Saudi Arabia signals support for Russia’s role in OPEC+

Saudi Arabia signals support for Russia’s role in OPEC+

Saudi Arabia has signalled it will stand by Russia as a member of the Opec+ group of oil producers despite tightening western sanctions on Moscow and a potential EU ban on Russian oil imports.

Prince Abdulaziz bin Salman, the energy minister, told the Financial Times that Riyadh was hoping “to work out an agreement with Opec+ . . . which includes Russia”, insisting the “world should appreciate the value” of the alliance of producers.

A new production deal is on the agenda as Opec+ output quotas put in place in April 2020 are set to expire in three months while energy consumers grapple with oil prices at their highest levels in a decade. 

Prince Abdulaziz said it was too early to say what a new agreement might look like given the uncertainties in the market, but added that Opec+ would increase production “if the demand is there”. “With the havoc you see now it’s too premature to try to pinpoint [an agreement],” Prince Abdulaziz said in an interview. “But what we know is what we have succeeded to deliver is sufficient for people to say so far there is a merit, there is a value of being there, working together.”

The minister blamed soaring prices at petrol pumps on a lack of global refining capacity and taxes. “The determinant of the market is refinery capacity, and how do you unlock it,” he said. “At least for the last three years, the whole world lost around 4mn barrels of refining capacity, 2.7mn of them just from the beginning of Covid.”

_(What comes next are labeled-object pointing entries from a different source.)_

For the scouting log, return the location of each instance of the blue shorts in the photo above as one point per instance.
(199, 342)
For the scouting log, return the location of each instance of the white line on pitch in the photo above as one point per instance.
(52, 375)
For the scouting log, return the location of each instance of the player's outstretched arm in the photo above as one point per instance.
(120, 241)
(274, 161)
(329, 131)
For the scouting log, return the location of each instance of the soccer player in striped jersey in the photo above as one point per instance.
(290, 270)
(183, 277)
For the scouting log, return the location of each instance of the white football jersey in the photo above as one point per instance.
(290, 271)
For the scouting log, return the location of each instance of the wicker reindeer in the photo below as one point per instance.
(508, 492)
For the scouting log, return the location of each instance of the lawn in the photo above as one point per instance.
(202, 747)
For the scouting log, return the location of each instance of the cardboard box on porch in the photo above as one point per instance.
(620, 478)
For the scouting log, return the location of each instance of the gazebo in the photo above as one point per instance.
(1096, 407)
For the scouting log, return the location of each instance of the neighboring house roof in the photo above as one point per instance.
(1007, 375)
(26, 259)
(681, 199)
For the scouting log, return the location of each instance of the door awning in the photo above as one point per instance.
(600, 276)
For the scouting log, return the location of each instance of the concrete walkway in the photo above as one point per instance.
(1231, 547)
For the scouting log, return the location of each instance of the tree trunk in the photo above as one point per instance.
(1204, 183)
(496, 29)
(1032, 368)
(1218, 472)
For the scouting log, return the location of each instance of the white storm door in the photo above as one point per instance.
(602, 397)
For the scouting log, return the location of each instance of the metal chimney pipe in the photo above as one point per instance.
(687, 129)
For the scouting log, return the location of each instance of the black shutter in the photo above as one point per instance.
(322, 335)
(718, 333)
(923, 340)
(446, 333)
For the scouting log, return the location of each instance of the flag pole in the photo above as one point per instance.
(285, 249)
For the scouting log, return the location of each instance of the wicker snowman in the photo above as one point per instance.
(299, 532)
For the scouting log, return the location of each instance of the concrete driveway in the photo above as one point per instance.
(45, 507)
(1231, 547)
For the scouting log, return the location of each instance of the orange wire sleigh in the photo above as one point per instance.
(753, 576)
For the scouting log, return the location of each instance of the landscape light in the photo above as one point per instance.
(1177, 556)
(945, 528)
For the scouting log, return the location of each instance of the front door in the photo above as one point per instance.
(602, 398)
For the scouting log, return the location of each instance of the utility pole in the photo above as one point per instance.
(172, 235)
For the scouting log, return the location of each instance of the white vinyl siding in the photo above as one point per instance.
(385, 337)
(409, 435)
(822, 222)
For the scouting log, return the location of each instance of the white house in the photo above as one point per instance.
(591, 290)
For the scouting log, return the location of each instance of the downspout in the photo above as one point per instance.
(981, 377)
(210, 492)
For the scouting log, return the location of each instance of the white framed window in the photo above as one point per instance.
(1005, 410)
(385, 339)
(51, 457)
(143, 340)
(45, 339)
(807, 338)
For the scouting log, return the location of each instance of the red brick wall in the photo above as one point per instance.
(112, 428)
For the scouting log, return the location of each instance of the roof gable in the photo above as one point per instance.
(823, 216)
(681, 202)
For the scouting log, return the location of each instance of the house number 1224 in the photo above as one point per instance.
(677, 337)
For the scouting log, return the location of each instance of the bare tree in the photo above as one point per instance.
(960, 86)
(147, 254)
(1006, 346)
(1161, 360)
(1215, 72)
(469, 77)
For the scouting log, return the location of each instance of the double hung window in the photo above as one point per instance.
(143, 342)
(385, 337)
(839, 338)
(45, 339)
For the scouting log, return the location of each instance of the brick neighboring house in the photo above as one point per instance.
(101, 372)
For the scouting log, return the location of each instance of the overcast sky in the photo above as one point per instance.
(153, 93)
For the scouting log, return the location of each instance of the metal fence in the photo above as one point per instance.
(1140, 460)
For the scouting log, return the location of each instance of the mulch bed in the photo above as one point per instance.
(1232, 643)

Prince Abdulaziz said politics should be kept out of Opec+, adding the alliance would be needed to bring about “orderly adjustments” in the future amid uncertainty about coronavirus lockdowns in China, global growth and supply chains.

He said that to ease bottlenecks in production and refinery capacity governments had to encourage the industry to invest in hydrocarbons even as nations switch to cleaner energy sources. “This situation needs people to sit together, focus, take out the masquerade and the so-called political correctness . . . it’s about trying to relate to existing reality and find remedies to it.”